Precision guided munitions (PGM). C2 was also improved. Jamming Pods/formations. Chaff Corridors. Anti-Radiation Missiles (ARM). Aircraft equipped with laser designators. Cluster bombs. Night attack capability, and terrain following radars. 20. Cite specific examples of how the USAF strayed from its doctrinal heritage between 1947 and 1986.
Beginning of Cold War – AFMAN 1-2 – The beginning of excursion away from the doctrinal principles set forth at the end of WWII and on a path of nuclear deterrence. Eisenhower’s policy of MASS RETALIATION. – Resulted in continuing the efficacy of strategic bombing, but emphasizing nuclear rather than conventional capabilities.
Kennedy’s policy of flexible response to include conventional responses and relying less on nuclear capabilities. Between 1953-1975, there was a significant void in doctrine between unconventional warfare and all out nuclear warfare. Korean conflict went against the centralized control of airpower doctrine. Vietnam – leading up to this conflict, the 1964 AFMAN 1-1 had out of date and out-and-out incorrect doctrine, leaving the AF ill prepared for a conventional air war. AF doctrine did not reflect on the Vietnam experience and continued on the nuclear deterrence path; however, the army then coined airland battle which was the result of studying the effects of
Vietnam and how best to fight the war in Europe should it come. AirLand Battle – became the defacto doctrine for the AF for employing airpower in the post Vietnam era. It relegated the AF to a role similar to that prior to 1930. The Army did not see the
potential or requirement for airpower in a strategic role. It did promote unity between the AF and Army, but it only utilized one element of the versatile abilities of airpower. Since the AF had accepted supporting the ground commanders and nuclear still = strategic, the AF had not outlined the operational level of airpower in warfare. Operation Eagle Claw – Iran – raised serious doubts in the ability of the AF and other services to
effectively integrate into a truly joint team. / Operation Urgent Fury – 3 years later – had the same problems, although a success. In both operations the services entered the operations doctrinally unprepared because they did not address joint operability in their service doctrines. The problems that arose from both operations spurred doctrine writers to address these issues.
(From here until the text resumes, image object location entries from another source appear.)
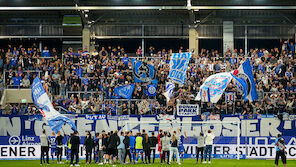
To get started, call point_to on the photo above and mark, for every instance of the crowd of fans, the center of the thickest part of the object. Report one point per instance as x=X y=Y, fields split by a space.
x=83 y=82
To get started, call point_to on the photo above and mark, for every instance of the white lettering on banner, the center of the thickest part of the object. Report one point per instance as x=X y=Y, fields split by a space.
x=19 y=151
x=10 y=127
x=39 y=126
x=27 y=152
x=269 y=126
x=188 y=109
x=216 y=128
x=83 y=125
x=251 y=151
x=230 y=129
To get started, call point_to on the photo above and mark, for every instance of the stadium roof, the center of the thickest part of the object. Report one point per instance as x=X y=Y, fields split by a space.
x=19 y=3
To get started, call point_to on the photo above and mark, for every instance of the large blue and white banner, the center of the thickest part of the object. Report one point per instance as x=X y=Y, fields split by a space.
x=178 y=67
x=19 y=135
x=241 y=86
x=215 y=85
x=151 y=90
x=245 y=73
x=125 y=91
x=143 y=72
x=43 y=103
x=169 y=90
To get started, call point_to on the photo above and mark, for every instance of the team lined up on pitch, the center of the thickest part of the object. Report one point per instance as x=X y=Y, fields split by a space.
x=113 y=147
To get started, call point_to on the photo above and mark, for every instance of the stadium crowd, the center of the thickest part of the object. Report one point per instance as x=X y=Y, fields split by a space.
x=83 y=82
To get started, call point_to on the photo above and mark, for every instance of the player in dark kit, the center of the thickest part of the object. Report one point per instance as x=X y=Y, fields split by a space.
x=75 y=142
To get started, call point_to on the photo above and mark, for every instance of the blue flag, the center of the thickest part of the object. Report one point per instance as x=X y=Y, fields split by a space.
x=213 y=87
x=245 y=73
x=169 y=91
x=178 y=67
x=151 y=90
x=241 y=85
x=125 y=91
x=43 y=103
x=143 y=72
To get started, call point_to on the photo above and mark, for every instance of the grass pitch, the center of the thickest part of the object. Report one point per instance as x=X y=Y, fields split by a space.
x=187 y=162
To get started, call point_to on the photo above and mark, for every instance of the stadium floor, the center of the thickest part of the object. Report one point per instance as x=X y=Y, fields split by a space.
x=191 y=162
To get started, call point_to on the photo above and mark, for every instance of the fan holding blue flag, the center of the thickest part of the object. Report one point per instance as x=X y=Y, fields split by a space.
x=125 y=91
x=43 y=103
x=245 y=82
x=151 y=90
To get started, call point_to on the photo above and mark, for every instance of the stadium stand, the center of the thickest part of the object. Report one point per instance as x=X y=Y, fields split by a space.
x=83 y=82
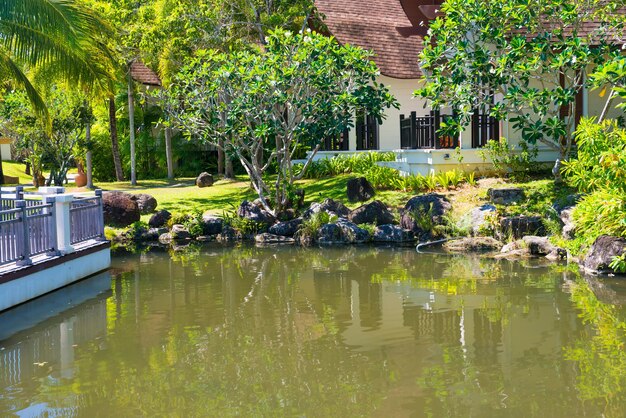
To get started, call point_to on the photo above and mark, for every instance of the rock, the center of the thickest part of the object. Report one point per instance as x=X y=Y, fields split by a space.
x=229 y=234
x=212 y=224
x=120 y=209
x=180 y=233
x=477 y=218
x=330 y=206
x=432 y=204
x=252 y=212
x=159 y=219
x=331 y=234
x=359 y=190
x=505 y=196
x=372 y=213
x=473 y=244
x=204 y=180
x=392 y=233
x=266 y=238
x=602 y=252
x=519 y=226
x=352 y=232
x=145 y=202
x=569 y=229
x=287 y=228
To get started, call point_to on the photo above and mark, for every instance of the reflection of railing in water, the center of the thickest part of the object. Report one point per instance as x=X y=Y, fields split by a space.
x=53 y=341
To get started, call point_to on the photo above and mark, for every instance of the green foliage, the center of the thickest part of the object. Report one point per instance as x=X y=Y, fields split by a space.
x=240 y=100
x=504 y=47
x=517 y=162
x=600 y=171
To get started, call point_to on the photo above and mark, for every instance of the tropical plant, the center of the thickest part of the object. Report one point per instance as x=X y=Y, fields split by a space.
x=300 y=89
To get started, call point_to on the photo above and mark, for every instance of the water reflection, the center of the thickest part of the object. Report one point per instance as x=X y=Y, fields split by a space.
x=341 y=332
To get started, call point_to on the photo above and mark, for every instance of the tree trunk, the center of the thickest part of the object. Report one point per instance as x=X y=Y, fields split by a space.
x=115 y=145
x=131 y=125
x=88 y=160
x=220 y=158
x=168 y=153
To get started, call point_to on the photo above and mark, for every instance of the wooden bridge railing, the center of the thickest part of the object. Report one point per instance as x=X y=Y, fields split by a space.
x=46 y=224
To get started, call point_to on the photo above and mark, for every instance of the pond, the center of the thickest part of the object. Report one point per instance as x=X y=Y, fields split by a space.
x=362 y=331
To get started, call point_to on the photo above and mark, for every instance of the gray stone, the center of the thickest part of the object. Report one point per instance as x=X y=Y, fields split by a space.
x=330 y=206
x=519 y=226
x=434 y=205
x=146 y=203
x=266 y=238
x=331 y=234
x=159 y=219
x=359 y=190
x=204 y=180
x=505 y=196
x=392 y=233
x=471 y=244
x=477 y=218
x=256 y=213
x=352 y=232
x=372 y=213
x=212 y=225
x=602 y=252
x=120 y=209
x=287 y=228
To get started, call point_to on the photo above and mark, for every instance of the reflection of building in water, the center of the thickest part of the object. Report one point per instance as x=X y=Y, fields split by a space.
x=33 y=351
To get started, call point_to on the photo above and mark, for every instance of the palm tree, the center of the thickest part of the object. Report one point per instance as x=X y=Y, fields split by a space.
x=58 y=38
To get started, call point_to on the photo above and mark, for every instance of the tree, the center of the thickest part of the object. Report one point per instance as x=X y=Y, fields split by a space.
x=300 y=89
x=522 y=59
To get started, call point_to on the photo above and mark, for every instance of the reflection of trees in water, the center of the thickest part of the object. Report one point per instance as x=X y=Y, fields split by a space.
x=599 y=354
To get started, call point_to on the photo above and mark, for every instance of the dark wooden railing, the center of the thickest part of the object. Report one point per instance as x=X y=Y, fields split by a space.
x=422 y=132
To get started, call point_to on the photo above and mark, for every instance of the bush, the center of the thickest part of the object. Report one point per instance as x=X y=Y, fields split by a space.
x=600 y=171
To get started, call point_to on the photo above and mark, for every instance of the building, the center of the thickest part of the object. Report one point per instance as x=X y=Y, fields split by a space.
x=394 y=30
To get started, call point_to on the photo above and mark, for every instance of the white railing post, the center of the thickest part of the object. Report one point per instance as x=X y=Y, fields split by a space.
x=53 y=245
x=25 y=237
x=62 y=203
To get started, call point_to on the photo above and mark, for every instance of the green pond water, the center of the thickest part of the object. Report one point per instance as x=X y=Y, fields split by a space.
x=323 y=332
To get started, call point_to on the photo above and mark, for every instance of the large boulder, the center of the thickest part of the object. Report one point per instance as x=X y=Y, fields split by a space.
x=253 y=212
x=392 y=233
x=352 y=232
x=434 y=205
x=159 y=219
x=505 y=196
x=147 y=203
x=519 y=226
x=287 y=228
x=472 y=244
x=120 y=209
x=602 y=252
x=330 y=206
x=204 y=180
x=359 y=190
x=476 y=218
x=331 y=234
x=372 y=213
x=212 y=225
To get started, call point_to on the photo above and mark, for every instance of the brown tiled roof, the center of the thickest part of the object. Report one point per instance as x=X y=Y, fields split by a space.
x=144 y=75
x=381 y=26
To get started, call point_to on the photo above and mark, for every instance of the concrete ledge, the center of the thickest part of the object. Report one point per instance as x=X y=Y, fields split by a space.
x=19 y=286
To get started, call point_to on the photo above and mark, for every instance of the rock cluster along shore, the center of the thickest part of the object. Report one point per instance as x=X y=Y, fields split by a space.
x=423 y=218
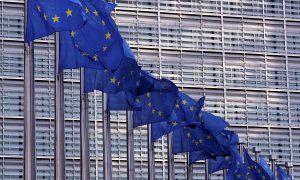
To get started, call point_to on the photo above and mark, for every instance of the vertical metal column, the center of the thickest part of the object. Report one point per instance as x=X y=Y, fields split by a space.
x=29 y=154
x=207 y=175
x=189 y=168
x=84 y=132
x=256 y=151
x=130 y=146
x=151 y=166
x=60 y=155
x=289 y=166
x=273 y=158
x=107 y=165
x=171 y=174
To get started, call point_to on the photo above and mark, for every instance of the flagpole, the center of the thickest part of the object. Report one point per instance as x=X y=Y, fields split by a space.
x=207 y=176
x=189 y=168
x=29 y=154
x=151 y=162
x=256 y=151
x=289 y=166
x=84 y=131
x=60 y=161
x=171 y=174
x=273 y=158
x=130 y=146
x=107 y=169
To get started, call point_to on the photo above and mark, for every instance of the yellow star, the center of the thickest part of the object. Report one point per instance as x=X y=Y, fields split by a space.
x=107 y=35
x=55 y=18
x=45 y=17
x=104 y=48
x=95 y=57
x=84 y=53
x=69 y=12
x=86 y=10
x=159 y=113
x=174 y=123
x=113 y=80
x=209 y=137
x=103 y=23
x=95 y=12
x=73 y=33
x=191 y=108
x=188 y=134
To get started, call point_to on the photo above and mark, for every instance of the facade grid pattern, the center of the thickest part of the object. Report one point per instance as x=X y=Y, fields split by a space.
x=243 y=55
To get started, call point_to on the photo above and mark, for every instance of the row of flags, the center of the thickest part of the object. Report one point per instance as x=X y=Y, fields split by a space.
x=89 y=38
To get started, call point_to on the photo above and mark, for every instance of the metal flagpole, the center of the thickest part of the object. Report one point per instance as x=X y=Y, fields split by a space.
x=207 y=175
x=60 y=155
x=84 y=132
x=171 y=174
x=256 y=150
x=273 y=158
x=106 y=138
x=130 y=146
x=189 y=169
x=29 y=155
x=289 y=166
x=150 y=155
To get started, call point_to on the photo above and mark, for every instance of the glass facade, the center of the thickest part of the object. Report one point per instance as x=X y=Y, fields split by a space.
x=243 y=55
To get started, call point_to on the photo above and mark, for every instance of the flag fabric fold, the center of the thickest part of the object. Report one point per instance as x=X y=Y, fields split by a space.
x=47 y=17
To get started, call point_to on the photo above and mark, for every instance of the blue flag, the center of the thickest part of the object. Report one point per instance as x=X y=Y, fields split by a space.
x=281 y=174
x=98 y=42
x=254 y=169
x=156 y=104
x=47 y=17
x=178 y=118
x=266 y=167
x=228 y=141
x=194 y=137
x=124 y=78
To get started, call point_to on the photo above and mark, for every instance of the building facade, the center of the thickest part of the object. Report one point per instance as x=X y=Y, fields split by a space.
x=243 y=55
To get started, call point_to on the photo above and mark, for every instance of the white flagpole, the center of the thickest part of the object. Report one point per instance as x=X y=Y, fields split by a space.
x=151 y=166
x=107 y=164
x=130 y=146
x=84 y=131
x=29 y=155
x=189 y=168
x=60 y=154
x=171 y=174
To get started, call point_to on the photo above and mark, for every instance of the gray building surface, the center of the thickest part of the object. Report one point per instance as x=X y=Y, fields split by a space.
x=243 y=55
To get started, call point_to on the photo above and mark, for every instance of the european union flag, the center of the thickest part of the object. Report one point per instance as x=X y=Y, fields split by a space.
x=254 y=169
x=125 y=78
x=178 y=118
x=98 y=41
x=47 y=17
x=194 y=137
x=156 y=104
x=281 y=174
x=266 y=167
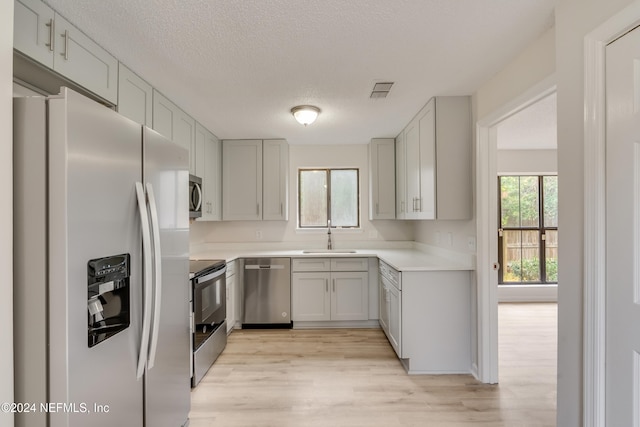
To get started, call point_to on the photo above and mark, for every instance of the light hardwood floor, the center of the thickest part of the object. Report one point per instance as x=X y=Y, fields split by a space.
x=347 y=377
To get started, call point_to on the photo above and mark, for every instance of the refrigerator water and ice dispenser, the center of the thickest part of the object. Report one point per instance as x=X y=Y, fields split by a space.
x=107 y=297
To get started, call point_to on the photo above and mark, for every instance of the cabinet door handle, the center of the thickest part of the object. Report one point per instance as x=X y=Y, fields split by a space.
x=51 y=26
x=66 y=45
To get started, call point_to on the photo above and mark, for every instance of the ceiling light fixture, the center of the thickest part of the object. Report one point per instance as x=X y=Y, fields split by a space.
x=305 y=114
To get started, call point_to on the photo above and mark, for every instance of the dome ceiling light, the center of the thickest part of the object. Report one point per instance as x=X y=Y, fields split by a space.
x=305 y=114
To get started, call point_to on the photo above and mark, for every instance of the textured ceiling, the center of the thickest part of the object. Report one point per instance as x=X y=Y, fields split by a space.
x=533 y=128
x=238 y=66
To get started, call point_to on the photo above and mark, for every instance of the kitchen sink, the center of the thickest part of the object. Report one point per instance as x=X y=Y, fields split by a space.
x=329 y=251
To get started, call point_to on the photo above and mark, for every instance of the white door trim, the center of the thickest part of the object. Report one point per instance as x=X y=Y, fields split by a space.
x=594 y=335
x=487 y=226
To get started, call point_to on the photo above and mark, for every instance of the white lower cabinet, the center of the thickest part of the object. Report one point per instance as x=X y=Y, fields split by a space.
x=310 y=297
x=436 y=322
x=321 y=290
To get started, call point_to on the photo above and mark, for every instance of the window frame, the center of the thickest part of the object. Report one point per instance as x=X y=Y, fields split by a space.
x=328 y=176
x=542 y=229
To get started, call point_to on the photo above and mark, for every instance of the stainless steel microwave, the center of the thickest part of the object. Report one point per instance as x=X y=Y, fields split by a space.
x=195 y=196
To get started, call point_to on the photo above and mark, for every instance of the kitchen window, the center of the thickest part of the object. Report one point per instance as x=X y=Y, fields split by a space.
x=528 y=229
x=328 y=195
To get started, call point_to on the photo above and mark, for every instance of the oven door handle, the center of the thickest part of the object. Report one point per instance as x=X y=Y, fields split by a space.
x=157 y=286
x=146 y=249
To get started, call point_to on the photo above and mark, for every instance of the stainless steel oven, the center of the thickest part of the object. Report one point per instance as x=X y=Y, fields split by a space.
x=209 y=295
x=208 y=325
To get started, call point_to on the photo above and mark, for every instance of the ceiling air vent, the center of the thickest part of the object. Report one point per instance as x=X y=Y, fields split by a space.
x=381 y=90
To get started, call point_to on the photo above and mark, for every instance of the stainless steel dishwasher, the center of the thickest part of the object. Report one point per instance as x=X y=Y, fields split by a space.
x=266 y=292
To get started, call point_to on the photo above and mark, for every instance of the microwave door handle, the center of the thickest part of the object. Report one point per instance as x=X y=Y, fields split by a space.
x=196 y=188
x=157 y=286
x=146 y=250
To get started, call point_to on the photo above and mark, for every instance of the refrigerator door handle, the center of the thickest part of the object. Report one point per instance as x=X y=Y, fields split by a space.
x=157 y=285
x=146 y=249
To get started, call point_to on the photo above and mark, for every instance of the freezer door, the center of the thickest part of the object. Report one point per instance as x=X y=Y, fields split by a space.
x=94 y=163
x=168 y=378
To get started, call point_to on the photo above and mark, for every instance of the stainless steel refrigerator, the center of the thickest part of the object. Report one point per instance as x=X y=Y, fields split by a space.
x=101 y=268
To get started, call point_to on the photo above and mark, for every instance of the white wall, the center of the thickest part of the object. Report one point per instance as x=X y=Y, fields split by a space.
x=574 y=20
x=6 y=211
x=522 y=162
x=355 y=155
x=533 y=65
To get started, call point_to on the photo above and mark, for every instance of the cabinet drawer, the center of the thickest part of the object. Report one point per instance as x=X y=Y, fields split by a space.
x=310 y=264
x=349 y=264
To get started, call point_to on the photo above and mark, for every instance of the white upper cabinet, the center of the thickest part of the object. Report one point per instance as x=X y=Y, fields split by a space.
x=275 y=182
x=436 y=151
x=420 y=165
x=208 y=166
x=255 y=180
x=33 y=30
x=242 y=180
x=176 y=125
x=135 y=97
x=51 y=40
x=382 y=186
x=453 y=158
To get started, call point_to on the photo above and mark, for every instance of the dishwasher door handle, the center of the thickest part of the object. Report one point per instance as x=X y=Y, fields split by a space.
x=264 y=267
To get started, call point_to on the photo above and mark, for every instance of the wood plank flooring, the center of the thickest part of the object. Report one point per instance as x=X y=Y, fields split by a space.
x=347 y=377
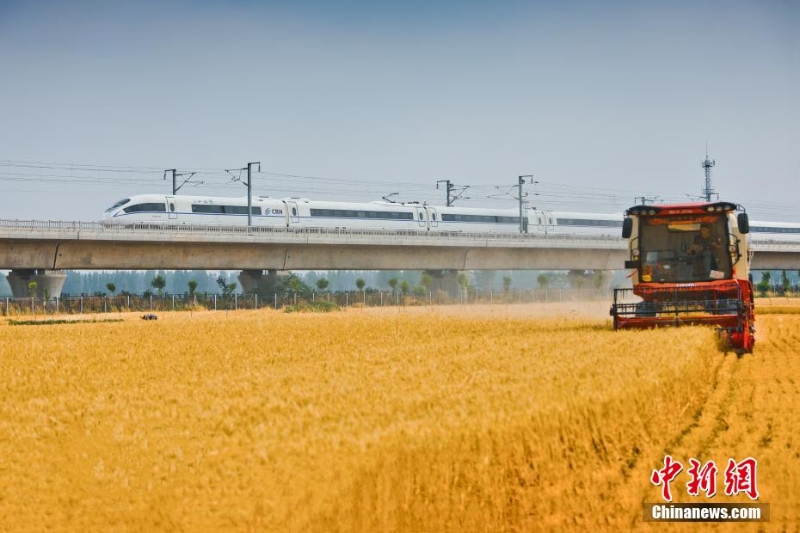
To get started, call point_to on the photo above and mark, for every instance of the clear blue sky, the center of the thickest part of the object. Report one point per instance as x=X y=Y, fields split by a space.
x=601 y=101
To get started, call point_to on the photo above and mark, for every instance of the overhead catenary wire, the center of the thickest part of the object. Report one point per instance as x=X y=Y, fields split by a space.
x=147 y=179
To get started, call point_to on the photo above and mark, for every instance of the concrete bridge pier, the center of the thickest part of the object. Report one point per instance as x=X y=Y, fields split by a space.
x=253 y=281
x=48 y=283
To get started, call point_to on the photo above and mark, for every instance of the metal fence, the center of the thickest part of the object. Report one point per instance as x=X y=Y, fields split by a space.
x=217 y=302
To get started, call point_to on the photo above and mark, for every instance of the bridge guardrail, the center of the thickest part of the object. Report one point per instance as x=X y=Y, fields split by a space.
x=98 y=227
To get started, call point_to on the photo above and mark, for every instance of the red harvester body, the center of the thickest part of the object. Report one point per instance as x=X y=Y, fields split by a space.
x=691 y=265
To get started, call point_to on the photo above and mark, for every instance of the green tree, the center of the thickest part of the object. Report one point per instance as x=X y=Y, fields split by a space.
x=463 y=282
x=426 y=281
x=764 y=284
x=227 y=288
x=543 y=280
x=599 y=279
x=158 y=283
x=405 y=286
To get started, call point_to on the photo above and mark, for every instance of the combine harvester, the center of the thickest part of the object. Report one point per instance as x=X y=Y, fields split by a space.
x=691 y=266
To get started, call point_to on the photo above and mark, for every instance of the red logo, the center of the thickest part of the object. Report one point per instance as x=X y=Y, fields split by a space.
x=739 y=477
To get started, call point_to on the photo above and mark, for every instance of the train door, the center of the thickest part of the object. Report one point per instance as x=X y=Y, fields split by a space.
x=171 y=211
x=549 y=221
x=420 y=214
x=433 y=213
x=293 y=213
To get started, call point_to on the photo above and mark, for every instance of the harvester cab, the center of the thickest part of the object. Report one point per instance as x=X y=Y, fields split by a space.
x=690 y=264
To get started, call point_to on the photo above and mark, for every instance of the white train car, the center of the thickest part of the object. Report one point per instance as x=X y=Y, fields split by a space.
x=201 y=210
x=774 y=231
x=559 y=222
x=377 y=215
x=305 y=213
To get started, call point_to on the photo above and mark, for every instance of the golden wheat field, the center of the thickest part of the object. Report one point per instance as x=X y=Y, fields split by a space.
x=494 y=418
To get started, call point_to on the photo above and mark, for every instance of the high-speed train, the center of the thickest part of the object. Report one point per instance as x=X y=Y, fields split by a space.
x=305 y=213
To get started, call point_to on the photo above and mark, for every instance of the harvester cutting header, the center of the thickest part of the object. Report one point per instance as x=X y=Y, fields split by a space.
x=691 y=265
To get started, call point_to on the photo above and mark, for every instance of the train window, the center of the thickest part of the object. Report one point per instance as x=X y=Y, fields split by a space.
x=206 y=208
x=485 y=219
x=589 y=222
x=119 y=204
x=378 y=215
x=138 y=208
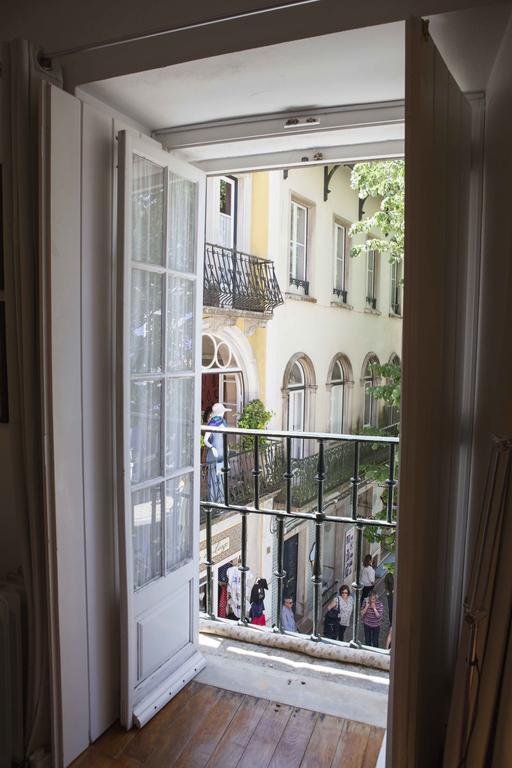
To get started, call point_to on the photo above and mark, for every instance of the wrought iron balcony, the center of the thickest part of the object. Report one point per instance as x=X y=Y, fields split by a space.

Gold-Water Nichols Act 1986 – “Army” centric joint doctrine, but got the AF away from doctrinal excursions toward employment as a decisive element of joint operations. 21. Describe how thought, technology, and organization influenced the evolution of air and space
power from 1903 through the Cold War.
22. Describe the route package system used in Vietnam. There was no centralized control of the Vietnam war and thusly there were at least 7 air wars occurring simultaneously. This led to the route package system, since no agreement could be reached on how best to employ airpower. The route package system allowed the Navy to fly to areas 2, 3, 4, and 6B, while the AF had responsibility for areas 5 and 6A. This detracted from the inherent flexibility and synergistic effects of airpower.